I’ve been trying to figure out how to reintroduce myself on this blog for over a week now. Everything that I type or mentally draft just comes off silly. Most of my readers are people who know me, but all of these people have known me at different parts of my life.
Some remember high school Casey with her baggy pants and dark eyeliner. I still love my dark eye liner, but I’m not nearly as angry as I was back then.
Some of you remember college Casey. That girl was still trying hard to figure herself out. There was a lot of self-doubt. I didn’t know what I wanted to do or where I wanted to be. The one thing I did know, even though I was young and foolish in a lot of ways, was that I was lucky. Lucky to be studying at a school that was encouraging me to think about the world outside of myself. Lucky to be surrounded by professors and friends who were kind and thoughtful and taught me to see the world in more than just black and white.
Some of you were there through it all. Some of you watched me as I navigated my twenties with a lot of trial and error. So much trial and error, but so much happiness and growth and an Oliver. I mean it doesn’t get better than adding an Oliver, does it?
Now, I’m navigating the new territory of being in my thirties. I have big goals for this decade as I try to outdo my twenties, and a lot of those goals center around teaching and writing and parenting. If you’ve been along for a majority of the ride, thanks for sticking with me. If you are new to the journey, just wait. Good things are coming.
When I first finished grad school, a phrase that I often used to describe my career choice was that I was “only a teacher.” It wasn’t something that I was proud of, and at the time, I could also say that it wasn’t something that I was passionate about. I played the game well, did well in all of my classes, enjoyed working with the young people that I worked with, but for the first three years of my teaching career, I was only a teacher. And, honestly, I wasn’t that proud of myself.

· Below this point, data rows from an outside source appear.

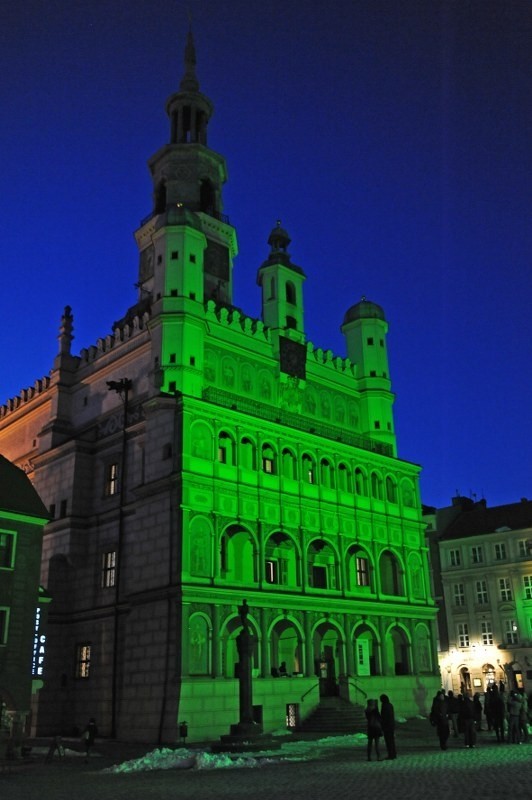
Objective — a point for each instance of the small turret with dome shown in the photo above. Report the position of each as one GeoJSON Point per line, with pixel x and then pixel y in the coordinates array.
{"type": "Point", "coordinates": [282, 286]}
{"type": "Point", "coordinates": [365, 328]}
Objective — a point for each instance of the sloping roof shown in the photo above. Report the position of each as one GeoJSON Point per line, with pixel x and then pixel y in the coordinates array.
{"type": "Point", "coordinates": [17, 494]}
{"type": "Point", "coordinates": [481, 520]}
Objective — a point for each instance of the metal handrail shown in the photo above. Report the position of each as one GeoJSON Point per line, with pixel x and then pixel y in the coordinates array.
{"type": "Point", "coordinates": [358, 689]}
{"type": "Point", "coordinates": [316, 686]}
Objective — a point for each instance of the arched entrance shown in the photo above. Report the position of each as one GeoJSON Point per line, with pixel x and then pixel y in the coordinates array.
{"type": "Point", "coordinates": [328, 658]}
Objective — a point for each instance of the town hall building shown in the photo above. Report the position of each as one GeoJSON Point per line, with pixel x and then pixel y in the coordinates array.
{"type": "Point", "coordinates": [196, 457]}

I had always wanted to be a professor of literature. I wanted to travel to Ireland and England, to study at Oxford and write academic papers that would be published in journals and read by other snooty academics. What ended up happening, though, was that I finished my undergraduate degree in three years and I was exceptionally burnt out. I didn’t have a plan for what would come after, but I realized after two months without using my degree that my nonplan was no longer a plan.
So, without any other ideas, I decided to get my Master of Arts in Teaching. It was a relatively new degree plan, but instead of a Masters in English, a Doctorate in English, and a thesis, I would be able to go to school for a year before going directly into the classroom. I took the path of least resistance and ended up teaching grades seven through nine English my first year, then grade nine English and Oral Communication my second. My third year, I went to New Tech, and that’s when everything changed. Eight years at New Tech and “only a teacher” isn’t how I would say it at all.
I’m a grader. A feedback giver. A pep-talker and cheerleader. I’m an advocate for equality, a reminder that what we say and think and share matters. So, I don’t think about being “only a teacher” anymore. Now, I’m much more focused on what being a teacher truly is.
Being a teacher is writing recommendation letters at midnight because a senior who you taught two years ago asked you to and didn’t realize how close the deadline was.
Being a teacher is teaching young people to love themselves while still growing themselves. It’s a complicated balance that most adults struggle to get right.
Being a teacher is listening to a president and a secretary of education talk about how much the education system, and how much I, am failing our students.
Being a teacher is grading until late at night and early in the morning because you have to grade sometime and your plan is given to so many other tasks.
Being a teacher is listening to your toddler ask you again and again if you are done working because he wants to play. You’re not done working. You might never be done working.
It is nights and weekends of worry. It’s caring about their education, yes, but it’s also caring about their hearts, their self-esteem, their self-respect. It’s reminding them that they are smart even when they are convinced that they aren’t. It’s them visiting weekly to check in because you have asked them to do that because you worry when they don’t.
When I was in college and graduate school and even during my first couple of years teaching, I would have told you I was “only a teacher.” Maybe I am only a teacher, but that only has a lot more meaning to me now.